This is set to reverse a decision made by the ministers just a few months ago when they decided to exclude fingerprints from biometric identifiers on passports.
Civil rights groups and the EU's own data protection agency have warned that the new identification system and EU-wide data base will make suspects of ordinary citizens and is open to abuse.
The Taoiseach and political leaders from the other EU member states are expected to rubber-stamp the agreement next month as part of tougher anti-terrorism measures and to prevent credit card theft.
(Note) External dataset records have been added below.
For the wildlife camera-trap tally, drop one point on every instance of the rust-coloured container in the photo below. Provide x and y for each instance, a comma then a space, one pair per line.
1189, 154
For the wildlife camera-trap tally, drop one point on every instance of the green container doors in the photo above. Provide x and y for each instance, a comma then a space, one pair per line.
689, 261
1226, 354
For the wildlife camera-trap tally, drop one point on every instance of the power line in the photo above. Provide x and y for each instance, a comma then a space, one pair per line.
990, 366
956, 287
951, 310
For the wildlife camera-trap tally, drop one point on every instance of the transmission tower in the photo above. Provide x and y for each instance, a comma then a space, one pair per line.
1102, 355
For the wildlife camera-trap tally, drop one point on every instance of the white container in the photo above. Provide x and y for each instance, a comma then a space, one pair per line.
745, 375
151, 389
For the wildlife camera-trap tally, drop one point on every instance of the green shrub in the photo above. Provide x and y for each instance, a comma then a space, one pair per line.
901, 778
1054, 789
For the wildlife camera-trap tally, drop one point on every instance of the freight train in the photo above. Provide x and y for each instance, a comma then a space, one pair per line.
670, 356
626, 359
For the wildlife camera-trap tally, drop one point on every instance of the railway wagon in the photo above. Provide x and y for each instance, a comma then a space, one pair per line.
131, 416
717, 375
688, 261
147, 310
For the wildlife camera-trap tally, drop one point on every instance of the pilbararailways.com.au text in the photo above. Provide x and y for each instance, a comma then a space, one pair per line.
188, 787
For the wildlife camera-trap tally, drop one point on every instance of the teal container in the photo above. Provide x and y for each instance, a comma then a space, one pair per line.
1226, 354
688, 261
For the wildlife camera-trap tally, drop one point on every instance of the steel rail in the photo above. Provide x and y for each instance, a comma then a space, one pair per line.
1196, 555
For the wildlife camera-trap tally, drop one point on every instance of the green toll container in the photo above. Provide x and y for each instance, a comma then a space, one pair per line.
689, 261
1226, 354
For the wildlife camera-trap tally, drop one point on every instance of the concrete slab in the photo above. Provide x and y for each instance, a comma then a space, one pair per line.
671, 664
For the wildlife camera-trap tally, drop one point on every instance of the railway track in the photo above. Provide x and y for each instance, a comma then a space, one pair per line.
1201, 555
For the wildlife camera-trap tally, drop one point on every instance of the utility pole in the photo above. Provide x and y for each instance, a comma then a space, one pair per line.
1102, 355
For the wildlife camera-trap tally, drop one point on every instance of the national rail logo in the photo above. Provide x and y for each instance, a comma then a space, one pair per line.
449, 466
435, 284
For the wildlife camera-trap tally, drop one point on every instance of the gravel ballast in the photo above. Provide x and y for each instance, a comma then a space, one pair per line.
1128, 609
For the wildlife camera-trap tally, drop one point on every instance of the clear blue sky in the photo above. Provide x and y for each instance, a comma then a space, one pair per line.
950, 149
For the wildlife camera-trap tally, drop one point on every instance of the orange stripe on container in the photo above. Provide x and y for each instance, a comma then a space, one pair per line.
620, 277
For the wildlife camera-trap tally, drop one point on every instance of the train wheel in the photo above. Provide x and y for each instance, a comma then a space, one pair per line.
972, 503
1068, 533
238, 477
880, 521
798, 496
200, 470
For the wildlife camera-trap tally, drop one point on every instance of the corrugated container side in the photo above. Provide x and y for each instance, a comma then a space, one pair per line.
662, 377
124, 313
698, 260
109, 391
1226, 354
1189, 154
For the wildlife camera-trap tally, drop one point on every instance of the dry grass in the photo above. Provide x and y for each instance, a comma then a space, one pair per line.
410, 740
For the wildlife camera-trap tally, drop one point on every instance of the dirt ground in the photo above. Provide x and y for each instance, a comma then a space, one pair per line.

Anybody who needs a new or renewed passport will have to attend a special session where their face will be digitally scanned and their fingerprints taken.
The information will be placed on a national biometric database and on an EU-wide register which will be accessible to law enforcement agencies.
It is unclear whether US agencies, or others, will have access to the information or if citizens will have a right to know what is being held on them.
The EU's advisory body on data protection has said that biometrics in visas and passports should only be used to verify the identity of the travel document holder.
Chairperson of the so-called Article 29 committee Peter Schaar said that the information need only be stored in the document.
If it is stored in a central database it should only be used for travel identification purposes and citizens should know what agencies will have access to it.
The civil rights organisation Statewatch warned that the approach means every citizen is being treated as a suspect - a fundamental change to our legal system.
Tony Bunyan, Statewatch editor, said: "This spells the beginning of the wholesale surveillance of movement where everyone is a suspect. It seems that nothing has been learnt from the European experience of totalitarian regimes that also subsumed personal privacy to the demands of the state."
The intrusion into personal privacy is compounded by the failure to limit access to the data held and its further use for purposes other than confirming a person's identity, he said. The US has been demanding biometric identifiers in passports for some time and has warned that Europeans without them next October will have to apply for visas when visiting the US and will be fingerprinted.
The U-turn on including fingerprints in the biometric passport follows a decision by five of the EU's largest members - Britain, Germany, France, Italy and Spain - at a private meeting in Florence last week.
Germany and Britain also want iris-scans to be included as a third identifier, but no agreement is expected on this today.
Justice Minister Michael McDowell favours having facial scans on Irish passports within 24 months and but would have preferred to have deferred including fingerprints for another year until the technology was better developed.
Ireland has already made arrangements for a chip to hold biometric information to be included in new passports.